Wer eine Wohnung besitzt, muss sie auch zur Verfügung stellen: Dabei bleibt es in Konstanz. Der Gemeinderat hat beschlossen, dass die Zweckentfremdungssatzung nicht Mitte März ausläuft, sondern bis 13. März 2030 verlängert wird. Und was beim ersten Beschluss in der Sache im Jahr 2015 noch kontrovers diskutiert wurde, scheint inzwischen auch bei den damaligen Kritikern im bürgerlichen Lager angenommen zu werden: Der Druck auf Immobilieneigentümer bleibt also hoch.

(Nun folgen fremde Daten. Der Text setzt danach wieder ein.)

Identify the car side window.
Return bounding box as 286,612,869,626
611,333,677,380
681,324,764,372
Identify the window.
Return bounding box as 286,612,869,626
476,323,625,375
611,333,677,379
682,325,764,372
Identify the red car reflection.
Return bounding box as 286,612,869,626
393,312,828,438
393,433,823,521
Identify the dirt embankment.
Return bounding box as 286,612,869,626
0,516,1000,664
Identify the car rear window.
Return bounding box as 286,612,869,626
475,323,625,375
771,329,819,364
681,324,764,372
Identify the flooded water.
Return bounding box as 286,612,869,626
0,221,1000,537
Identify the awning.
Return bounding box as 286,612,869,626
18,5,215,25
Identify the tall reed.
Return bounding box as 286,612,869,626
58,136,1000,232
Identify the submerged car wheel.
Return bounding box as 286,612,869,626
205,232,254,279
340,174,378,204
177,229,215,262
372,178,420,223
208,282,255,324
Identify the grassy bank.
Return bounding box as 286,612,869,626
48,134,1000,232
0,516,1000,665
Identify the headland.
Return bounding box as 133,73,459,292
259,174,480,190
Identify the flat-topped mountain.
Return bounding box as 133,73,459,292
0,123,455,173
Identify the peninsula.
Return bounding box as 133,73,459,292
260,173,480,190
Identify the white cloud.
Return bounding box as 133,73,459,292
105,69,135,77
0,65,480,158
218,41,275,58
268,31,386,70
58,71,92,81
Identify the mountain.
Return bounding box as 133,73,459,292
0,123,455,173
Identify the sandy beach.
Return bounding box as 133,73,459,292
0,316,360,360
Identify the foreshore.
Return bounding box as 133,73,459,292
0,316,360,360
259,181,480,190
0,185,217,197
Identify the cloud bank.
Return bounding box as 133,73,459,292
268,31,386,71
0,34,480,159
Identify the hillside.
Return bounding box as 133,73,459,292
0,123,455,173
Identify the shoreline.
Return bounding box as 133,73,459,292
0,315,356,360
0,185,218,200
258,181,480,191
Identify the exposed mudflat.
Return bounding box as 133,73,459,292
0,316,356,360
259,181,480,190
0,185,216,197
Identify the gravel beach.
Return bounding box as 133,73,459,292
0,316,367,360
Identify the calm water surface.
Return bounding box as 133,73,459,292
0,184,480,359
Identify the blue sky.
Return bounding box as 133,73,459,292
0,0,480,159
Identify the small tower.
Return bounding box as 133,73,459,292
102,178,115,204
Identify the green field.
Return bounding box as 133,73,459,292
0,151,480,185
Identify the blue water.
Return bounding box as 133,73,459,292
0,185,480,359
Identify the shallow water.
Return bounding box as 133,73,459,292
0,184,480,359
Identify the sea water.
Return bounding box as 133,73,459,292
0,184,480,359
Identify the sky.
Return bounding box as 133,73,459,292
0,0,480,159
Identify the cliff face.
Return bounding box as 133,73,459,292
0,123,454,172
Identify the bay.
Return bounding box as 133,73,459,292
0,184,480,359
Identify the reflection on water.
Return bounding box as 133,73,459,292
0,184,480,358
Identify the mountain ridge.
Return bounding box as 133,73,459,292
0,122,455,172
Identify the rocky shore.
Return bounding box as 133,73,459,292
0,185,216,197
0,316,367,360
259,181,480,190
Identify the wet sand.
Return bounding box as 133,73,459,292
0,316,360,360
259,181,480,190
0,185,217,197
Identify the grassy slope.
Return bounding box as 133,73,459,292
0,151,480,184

235 Wohneinheiten wurden laut Baubürgermeister Karl Langensteiner-Schönborn bisher durch die neue Regelung dem Markt zugeführt. Das bezieht sich auf die gesamten zehn Jahre, seit denen die Satzung greift. Zum Vergleich: In Konstanz wurden im Jahr 2022 laut der Wobak 324 Wohnungen neu gebaut. Und auch eine andere Summe gilt der Verwaltung als Erfolgsbeweis: Bei durchschnittlicher Größe und Preisen hätte es etwa 82 Millionen Euro gekostet, diese 235 Wohnungen neu zu errichten.

OB fordert mehr Förderung vor allem vom Bund
Auch Oberbürgermeister Uli Burchardt findet, das Instrument habe sich für Konstanz bewährt – doch er appelliert auch an Land und Bund, mehr Verantwortung für die Lösung der Wohnungsnot zu übernehmen. Aus dem Bestand heraus könne eine Stadt wie Konstanz das Problem nicht lösen. Trotz aller Versuche, jeden Quadratmeter vorhandenen Wohnraum zu nutzen, brauche es wieder eine beherzte Förderung für den Neubau bezahlbarer Wohnungen.
Klar ist aber auch – es gibt nach wie vor Fälle, in denen das Zweckentfremdungsverbot nicht greift. Da gibt es Immobilien, die schon vor dem 31. Mai 1990 leergestanden haben, und bei denen der Stadt aufgrund der Landesgesetze die Hände gebunden sind.
Eine Statistik der Verwaltung zeigt außerdem: 1128 Verfahren hat sie seit Erlass der Satzung vor knapp zehn Jahren geführt, und 80 Prozent der Fälle führten sie nicht dazu, dass eine weitere Wohnung auf den Markt kam. Ein Grund dafür ist die hohe Zahl an Ferienwohnungen. Allein 378 Mal haben Vermieter die seit 2022 vorgeschriebene Registrierungsnummer beantragt und diese in fast allen Fällen auch erhalten.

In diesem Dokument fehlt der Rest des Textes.